Monday, December 8, 2008

Tamil Nadu is India's best e-governed state: Study

Fri, Dec 5 04:25 PM

New Delhi, Dec 5 (IANS) Tamil Nadu has emerged the best e-governed state in India in 2008-09, according to the findings of a study by a leading information technology market tracker, IDC India.

The fifth such IDC India study conducted for publishing major CyberMedia's flagship fortnightly Dataquest found that Tamil Nadu has climbed three spots over last year's ranking, to emerge as the No. 1 state in e-governance.

Another southern Indian state, Andhra Pradesh, too climbed three spots over to reach the No. 5 spot.

The north Indian states of Himachal Pradesh, Delhi and Haryana are placed second, third and fourth, respectively. Delhi has slipped two ranks from No. 1 last year, while Himachal Pradesh and Haryana have climbed up five and 14 places respectively, a CyberMedia press release said.

'West Bengal, Jharkhand and Bihar make up for the worst three in terms of e-governance,' the statement said quoting the study.

West Bengal, that has traditionally been slow to catch up on computerisation, had covered a lot of ground in the last few years but it still has much catching up to do, the study said.

It is among the last three in terms of ranking on six of the 12 citizens parameters and seven of the 15 business parameters.

'Some may argue that West Bengal at No. 19 cannot expect any better with a per capita allocation of Rs.13.78 on information technology (IT) - way down at No. 17 in the country,' the study said.

'However, IT spend is not the sole criterion as proved by the best e-governed state in the country - Tamil Nadu's per capita spend at Rs.8.31 puts it at No. 20 in IT spend in the country,' the study added.

Not unexpectedly, Bihar, a first time entrant in the list, is among the bottom three on 27 of the 27 combined parameters for citizen and business services.

Jharkhand is among the bottom three in nine of the 12 citizen parameters and 15 out of 15 in the business parameters.

The only three parameters where the state does not find a mention in the bottom three is agriculture, healthcare and employment exchanges.

'E-governance has a long way to go in India. There are good projects, but there's too much duplication of good work in the government,' said Dataquest's chief editor P.K. Roy.
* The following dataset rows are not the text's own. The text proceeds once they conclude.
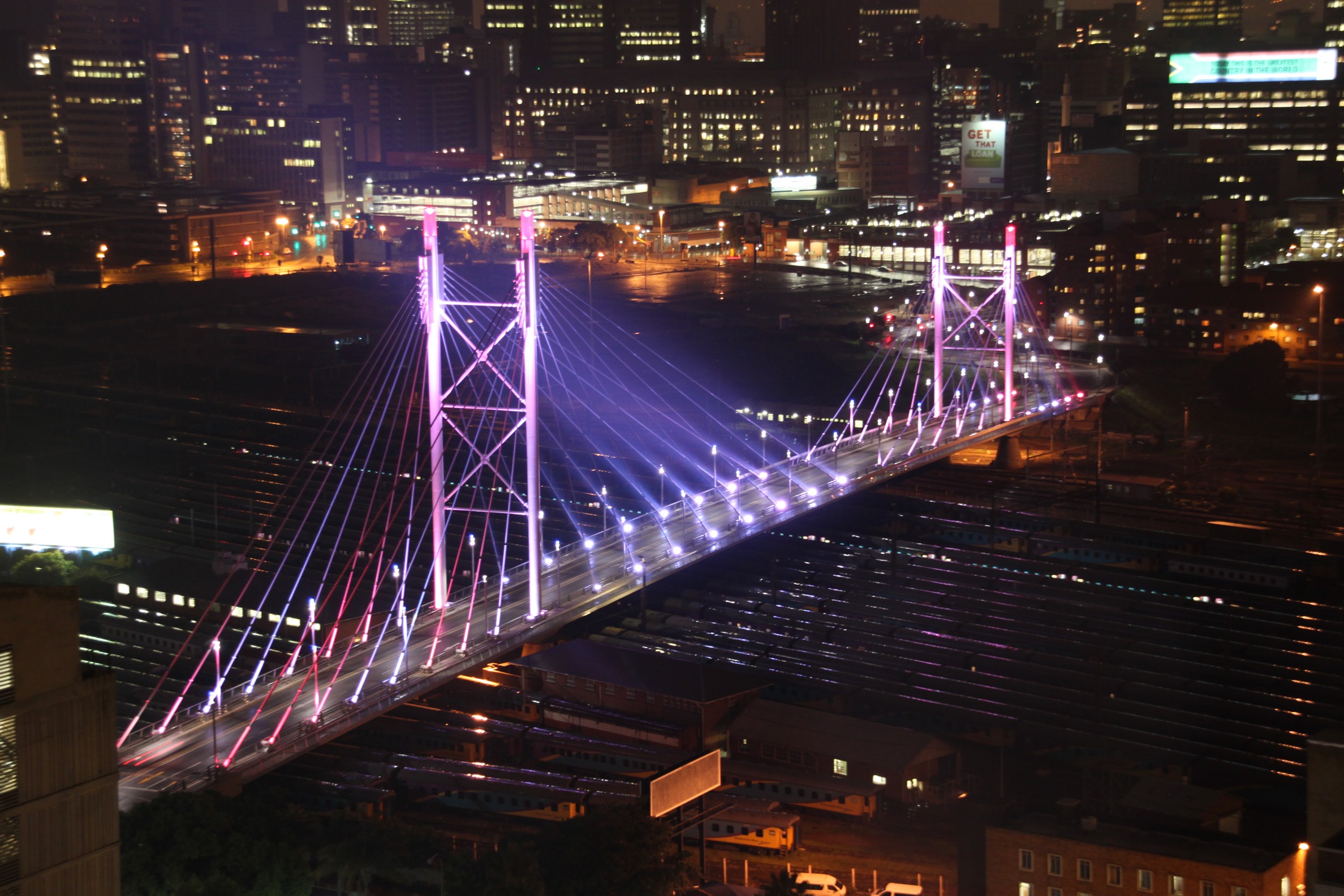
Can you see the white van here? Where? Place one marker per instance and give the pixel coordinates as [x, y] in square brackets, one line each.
[901, 890]
[821, 886]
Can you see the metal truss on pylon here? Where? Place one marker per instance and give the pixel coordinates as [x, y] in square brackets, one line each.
[481, 399]
[966, 315]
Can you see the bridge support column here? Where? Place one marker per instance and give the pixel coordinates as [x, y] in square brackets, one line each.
[1009, 453]
[1010, 312]
[940, 288]
[432, 311]
[527, 316]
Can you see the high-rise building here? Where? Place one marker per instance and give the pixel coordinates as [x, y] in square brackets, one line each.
[804, 34]
[253, 77]
[300, 156]
[176, 87]
[1335, 23]
[1024, 18]
[1214, 16]
[662, 30]
[889, 30]
[600, 33]
[100, 66]
[373, 23]
[31, 148]
[58, 757]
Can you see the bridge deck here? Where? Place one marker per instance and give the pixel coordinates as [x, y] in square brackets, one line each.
[576, 582]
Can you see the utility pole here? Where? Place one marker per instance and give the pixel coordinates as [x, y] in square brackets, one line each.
[1320, 378]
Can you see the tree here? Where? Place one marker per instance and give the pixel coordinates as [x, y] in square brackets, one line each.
[781, 883]
[613, 851]
[592, 237]
[210, 845]
[46, 567]
[1254, 377]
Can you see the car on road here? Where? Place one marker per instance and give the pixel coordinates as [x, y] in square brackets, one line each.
[821, 886]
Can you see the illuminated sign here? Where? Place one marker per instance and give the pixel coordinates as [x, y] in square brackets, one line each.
[1230, 67]
[792, 183]
[70, 528]
[983, 145]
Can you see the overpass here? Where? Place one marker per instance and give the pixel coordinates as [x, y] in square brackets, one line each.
[348, 675]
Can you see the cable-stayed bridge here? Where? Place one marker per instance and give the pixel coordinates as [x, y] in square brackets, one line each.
[507, 465]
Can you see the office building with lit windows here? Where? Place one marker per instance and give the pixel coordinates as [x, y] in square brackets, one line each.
[303, 158]
[1334, 20]
[175, 84]
[784, 121]
[1205, 15]
[101, 72]
[58, 757]
[889, 30]
[600, 33]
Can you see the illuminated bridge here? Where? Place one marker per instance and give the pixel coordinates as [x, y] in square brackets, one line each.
[507, 465]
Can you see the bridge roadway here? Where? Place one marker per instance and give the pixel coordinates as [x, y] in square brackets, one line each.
[577, 581]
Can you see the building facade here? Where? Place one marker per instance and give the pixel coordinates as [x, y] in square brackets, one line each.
[58, 758]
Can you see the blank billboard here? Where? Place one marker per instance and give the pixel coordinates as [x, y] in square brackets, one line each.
[684, 783]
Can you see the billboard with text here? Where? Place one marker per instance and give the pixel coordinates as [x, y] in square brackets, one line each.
[1242, 67]
[983, 149]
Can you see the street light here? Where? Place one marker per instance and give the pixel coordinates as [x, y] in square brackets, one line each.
[1320, 374]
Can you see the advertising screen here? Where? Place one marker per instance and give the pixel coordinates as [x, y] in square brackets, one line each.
[983, 148]
[1239, 67]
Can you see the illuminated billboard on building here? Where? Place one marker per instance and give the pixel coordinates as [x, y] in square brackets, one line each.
[1239, 67]
[983, 148]
[30, 527]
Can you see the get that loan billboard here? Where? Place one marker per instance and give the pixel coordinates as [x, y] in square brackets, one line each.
[983, 149]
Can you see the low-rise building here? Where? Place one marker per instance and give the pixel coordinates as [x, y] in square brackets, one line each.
[703, 697]
[58, 761]
[1046, 856]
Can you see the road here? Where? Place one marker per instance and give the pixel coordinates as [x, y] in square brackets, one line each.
[287, 715]
[226, 268]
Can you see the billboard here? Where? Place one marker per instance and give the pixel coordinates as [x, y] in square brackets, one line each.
[30, 527]
[1238, 67]
[983, 147]
[684, 783]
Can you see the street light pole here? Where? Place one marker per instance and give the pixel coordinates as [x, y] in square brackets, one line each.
[1320, 375]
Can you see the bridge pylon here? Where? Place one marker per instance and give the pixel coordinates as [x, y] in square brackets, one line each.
[481, 402]
[948, 336]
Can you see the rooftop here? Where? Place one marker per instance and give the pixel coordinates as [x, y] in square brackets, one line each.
[1225, 851]
[828, 734]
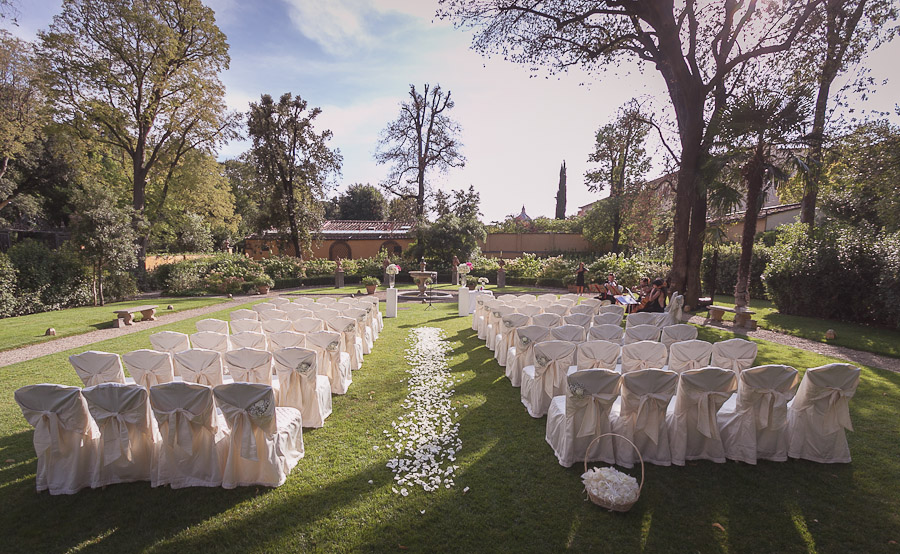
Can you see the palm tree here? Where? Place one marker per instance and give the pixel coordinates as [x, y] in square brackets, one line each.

'Central departments are duplicating work by building multiple citizen databases - census, voter IDs, PAN records, food and civil Supplies - and wasting thousands of crores. And yet they cannot tap onto a common view of the 'customer', the citizen,' Roy added.

'India's federal structure also gives a great deal of autonomy to the states, so they guard their turf, and are distrustful of too much information visibility to central departments,' he said, adding: 'This makes it even more challenging to replicate good projects.'

The results of the survey will be published in the Dec 15 issue of Dataquest, a CyberMedia statement said.